• Assistant Professor with New Mexico State University, 2020 to present

  • DOE funded research for "An Experimental Study of Modified Hadronic Structure and the Fundamental Properties of Nucleons through Electromagnetic and Gluonic Probes"

• Assistant Research Professor with Temple University, 2012 to 2020

  • Analysis of the Coulomb Sum Rule at Jefferson Lab

  • Lead Designer of the SoLID Light Gas Cherenkov detector at Jefferson Lab

  • Co-spokesperson of the J/Psi-Charmed Pentaquark and Generalized Polarizabilities experiments recently run at Jefferson Lab

• Post-Doc with The University of South Carolina, 2008 to 2012

  • Dilepton photoproduction analysis with the CLAS G12 data set

• Ph.D. in Physics from The University of South Carolina, 2008

  • Dissertation: Polarization Transfer in 4He(e,e'p)3H

• B.S. in Physics from The College of Charleston, 2002

  • Thesis: The Temperature Dependence of Sonoluminescence

The area of physics I find most exciting is the study of hadronic structure. Much of my research has helped pin down how the proton's structure changes in EM fields (via polarizabilities) and in the strong fields of the nuclear medium. There are still many questions to answer and much left to explore, and new facilities at Jefferson Lab and the Electron Ion Collider will soon be able to shed new light on these questions, including how gluons are distributed within bound nucleons as well as insights into the origin of the proton mass.

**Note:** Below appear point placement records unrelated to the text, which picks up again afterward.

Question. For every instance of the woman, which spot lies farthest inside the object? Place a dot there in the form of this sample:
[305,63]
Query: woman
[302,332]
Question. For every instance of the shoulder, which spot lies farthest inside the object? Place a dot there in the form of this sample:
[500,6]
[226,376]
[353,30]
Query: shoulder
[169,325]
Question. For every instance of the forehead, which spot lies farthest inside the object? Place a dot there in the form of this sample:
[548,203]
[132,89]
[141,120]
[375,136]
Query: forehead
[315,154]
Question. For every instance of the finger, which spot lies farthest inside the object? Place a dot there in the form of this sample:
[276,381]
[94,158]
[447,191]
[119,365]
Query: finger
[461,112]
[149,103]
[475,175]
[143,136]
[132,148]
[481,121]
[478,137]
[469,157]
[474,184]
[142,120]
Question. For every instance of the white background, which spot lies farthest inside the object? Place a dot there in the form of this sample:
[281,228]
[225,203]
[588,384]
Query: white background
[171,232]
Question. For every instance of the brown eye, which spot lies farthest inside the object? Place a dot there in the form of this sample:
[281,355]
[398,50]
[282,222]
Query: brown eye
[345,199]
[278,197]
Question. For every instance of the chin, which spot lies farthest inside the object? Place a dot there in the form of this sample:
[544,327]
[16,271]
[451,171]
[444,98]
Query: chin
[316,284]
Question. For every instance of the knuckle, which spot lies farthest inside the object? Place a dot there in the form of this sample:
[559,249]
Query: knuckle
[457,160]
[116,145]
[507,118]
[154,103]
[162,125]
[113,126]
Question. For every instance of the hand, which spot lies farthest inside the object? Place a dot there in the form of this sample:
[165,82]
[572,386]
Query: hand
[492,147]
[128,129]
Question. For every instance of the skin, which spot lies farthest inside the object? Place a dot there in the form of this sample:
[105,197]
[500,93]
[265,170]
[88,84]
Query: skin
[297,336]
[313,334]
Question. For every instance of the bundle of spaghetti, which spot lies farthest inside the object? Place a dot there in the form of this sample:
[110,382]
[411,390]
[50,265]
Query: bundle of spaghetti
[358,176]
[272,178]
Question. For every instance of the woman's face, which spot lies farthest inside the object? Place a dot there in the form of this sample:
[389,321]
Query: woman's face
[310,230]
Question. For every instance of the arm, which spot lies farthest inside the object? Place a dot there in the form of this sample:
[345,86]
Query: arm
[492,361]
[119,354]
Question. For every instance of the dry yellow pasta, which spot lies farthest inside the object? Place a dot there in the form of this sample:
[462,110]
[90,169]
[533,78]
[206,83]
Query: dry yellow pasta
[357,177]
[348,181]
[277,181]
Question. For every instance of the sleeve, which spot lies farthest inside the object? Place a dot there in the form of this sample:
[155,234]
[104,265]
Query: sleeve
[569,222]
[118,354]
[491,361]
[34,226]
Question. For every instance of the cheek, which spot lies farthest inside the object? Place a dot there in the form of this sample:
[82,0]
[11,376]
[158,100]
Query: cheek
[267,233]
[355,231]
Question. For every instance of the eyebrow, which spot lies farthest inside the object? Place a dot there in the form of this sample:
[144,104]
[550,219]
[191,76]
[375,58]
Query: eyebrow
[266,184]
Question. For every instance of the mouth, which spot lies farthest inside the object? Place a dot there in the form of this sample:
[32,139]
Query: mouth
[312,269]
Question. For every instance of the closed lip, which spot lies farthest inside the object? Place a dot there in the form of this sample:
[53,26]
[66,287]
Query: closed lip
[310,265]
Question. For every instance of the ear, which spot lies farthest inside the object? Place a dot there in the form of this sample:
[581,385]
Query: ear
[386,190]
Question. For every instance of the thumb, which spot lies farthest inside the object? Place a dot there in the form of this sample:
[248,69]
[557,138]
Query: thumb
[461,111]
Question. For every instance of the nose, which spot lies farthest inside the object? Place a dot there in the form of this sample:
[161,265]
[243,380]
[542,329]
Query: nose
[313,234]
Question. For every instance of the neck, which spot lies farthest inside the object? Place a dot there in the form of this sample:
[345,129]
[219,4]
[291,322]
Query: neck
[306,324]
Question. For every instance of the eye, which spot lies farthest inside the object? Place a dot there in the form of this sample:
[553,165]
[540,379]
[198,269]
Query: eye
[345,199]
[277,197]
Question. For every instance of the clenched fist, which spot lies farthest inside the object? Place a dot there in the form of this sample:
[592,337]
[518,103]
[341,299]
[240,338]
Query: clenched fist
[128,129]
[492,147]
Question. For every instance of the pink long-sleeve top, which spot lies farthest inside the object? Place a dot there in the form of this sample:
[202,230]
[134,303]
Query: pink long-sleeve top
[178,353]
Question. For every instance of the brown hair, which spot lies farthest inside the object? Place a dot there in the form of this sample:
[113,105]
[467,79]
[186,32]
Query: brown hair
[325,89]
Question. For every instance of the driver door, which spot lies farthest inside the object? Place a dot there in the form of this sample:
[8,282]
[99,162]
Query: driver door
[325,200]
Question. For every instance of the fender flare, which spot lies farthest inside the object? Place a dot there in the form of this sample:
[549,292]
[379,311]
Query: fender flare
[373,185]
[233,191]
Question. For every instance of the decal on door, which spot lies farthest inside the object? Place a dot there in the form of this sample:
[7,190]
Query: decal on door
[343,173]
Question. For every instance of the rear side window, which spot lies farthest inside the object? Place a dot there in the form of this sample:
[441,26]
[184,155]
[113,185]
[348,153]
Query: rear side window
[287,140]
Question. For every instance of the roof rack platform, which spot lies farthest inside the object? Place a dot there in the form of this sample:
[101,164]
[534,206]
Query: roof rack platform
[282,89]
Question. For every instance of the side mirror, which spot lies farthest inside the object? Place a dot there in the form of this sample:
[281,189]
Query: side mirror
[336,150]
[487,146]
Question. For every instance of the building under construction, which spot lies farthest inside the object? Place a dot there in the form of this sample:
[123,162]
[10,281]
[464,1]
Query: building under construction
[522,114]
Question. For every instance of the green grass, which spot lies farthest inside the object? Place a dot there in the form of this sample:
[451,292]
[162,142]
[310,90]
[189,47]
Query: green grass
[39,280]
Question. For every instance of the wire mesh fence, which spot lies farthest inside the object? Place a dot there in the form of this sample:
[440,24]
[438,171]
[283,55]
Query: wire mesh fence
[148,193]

Recent and Noteworthy Projects:

• Lead Analysis on Jefferson Lab Hall-A experiment to measure the Coulomb Sum Rule in Nuclei at 500 MeV/c < q < 1000 MeV/c

  • New results will precisely measure the CSR and lend much anticipated insight into the modification of the nucleons electric form-factor when bound in a nucleus.

• Spokesperson for recently completed experiment: "A Search for the LHCb Charmed 'Pentaquark' using Photo-Production of J/Ψ at Threshold in Hall C at Jefferson Lab."

  • The recently "discovered" LHCb pentaquark, if a true s-resonance, is expected to decay to J/Ψ and a proton. The recently run experiment at Jefferson Lab aims to confirm (or put an upper limit on) its existence. Analysis has just begun in 2019.

• Spokesperson for the recently completed experiment: "Polarizability of the Nucleon via Virtual Compton Scattering."

  • Recent experiments have shown an unexpected behavior in the electric polarizability (think: stretchability of the proton in an electric field) at intermediate momentum transfer which implies a more nuanced picture of the charge distribution of the proton. Analysis has also just begun in 2019.

• Upcoming approved experiment: "Coherent φ Electroproduction on Nuclear Targets and the Spatial Distribution of Gluons in Nuclei."

  • New techniques in electron scattering experiments allow us to map the 2D impact space of target nucleons and nuclei (see Fig. 1). Using a novel approach of coherent vector meson scattering, the gluon distribution can be probed in a number of different kinematic regimes. A new detector will be built to measure recoil nuclei at wide angle and used in Jefferson Lab's Hall-B.

• Lead Designer of a new light gas Cherenkov for use in Jefferson Lab's Hall-A SoLID detector package.

  • The future of Jefferson Lab's Hall-A program will use an all new detector array called the Solenoidal Large Intensity Device (SoLID) and will push the limits of large acceptance and high luminosity measurements. Crucial to its success is a light gas Cherenkov specially designed for its main physics goals: PVDIS, SIDIS, and J/Ψ at threshold studies. I have been lead designer on the multi-million dollar project, and we expect construction to begin in 2024 (see Fig. 2).

Teaching, mentoring, and physics education was the original reason I pursued a degree in physics, and it continues to be the most fulfilling work that I do. The methods I employ are drawn from discipline-based education research, including National Education Association (NEA) recommended practices of inside-out learning and deep learning. I also feel it is important to adapt and stay current with the constantly evolving methodologies in education research.

Experience:

• Thermodynamics

  • 3 semesters of upper level UG sections

• Intermediate Experimental Physics

  • 2 semesters of experimental modern physics laboratories

• Calculus Based Introductory Physics

  • 3 semesters at Temple University, sections I and II

• Non-Calculus Based Introductory Physics

  • 1 semester at Temple University, section I

• Coordinator of all undergraduate physics courses

  • 1 semester at Temple University

• Teaching and Laboratory Assistant

  • Graduate school assistant at University of South Carolina

• Experience teaching and coordinating many lecture formats:

  • small laboratory education, 5-10 students

  • intermediate "flipped" classrooms, 15-35 students,

  • large lecture halls, 100+ students.